The Demography Group aims to better understand the role of “Human Capital” – the human resource base in terms of the number of people and their changing structure by age, gender, location, education, health status, cognitive skills and other relevant characteristics that help with the production of human wellbeing.
Societies and economies change as a consequence of the evolving composition of their membership as captured by selected key characteristics of people. Conventionally, demography has focused primarily on the changing composition of a population by age and gender. We have now added educational attainment as a third demographic dimension that should routinely be taken into account. In addition, labour force participation, health status, place of residence and other measurable characteristics of people can be captured and modelled using the powerful tools of multidimensional population dynamics that were developed at IIASA during the 1970s. Making further progress in these directions is the core of our research agenda. This more comprehensive approach has the potential to develop into a new social science paradigm, the theoretical foundations of which are detailed in the article “Demographic metabolism: A predictive theory of socioeconomic change” in the 2013 PDR supplement Population and Public Policy: Essays in Honor of Paul Demeny.
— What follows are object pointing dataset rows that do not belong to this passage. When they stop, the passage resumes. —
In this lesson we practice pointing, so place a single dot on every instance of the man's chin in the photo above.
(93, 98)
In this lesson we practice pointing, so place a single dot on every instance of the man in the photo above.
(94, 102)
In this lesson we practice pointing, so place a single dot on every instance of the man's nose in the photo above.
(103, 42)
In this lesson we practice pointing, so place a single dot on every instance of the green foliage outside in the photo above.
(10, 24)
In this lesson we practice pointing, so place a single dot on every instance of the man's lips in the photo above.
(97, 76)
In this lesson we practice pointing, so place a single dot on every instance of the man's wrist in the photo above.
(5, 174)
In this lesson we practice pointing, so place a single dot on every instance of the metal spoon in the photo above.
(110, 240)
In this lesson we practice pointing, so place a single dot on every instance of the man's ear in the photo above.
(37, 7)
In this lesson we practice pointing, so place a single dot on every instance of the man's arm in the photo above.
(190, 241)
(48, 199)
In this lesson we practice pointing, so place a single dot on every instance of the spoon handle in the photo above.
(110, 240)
This approach also has immediate practical potential for dealing with key policy challenges of our rapidly changing world, along the way providing new and sometimes surprising answers to such questions as: What is the desirable level of fertility and how can it be measured and assessed? Will population ageing actually result in the often feared massive increase in disability? Can education help to slow cognitive ageing and what should be the priority investments for our ageing Western populations? What are the population and human capital futures in today’s developing countries and, in particular, what would be the best investments for enhancing the adaptive capacity for dealing with climate change?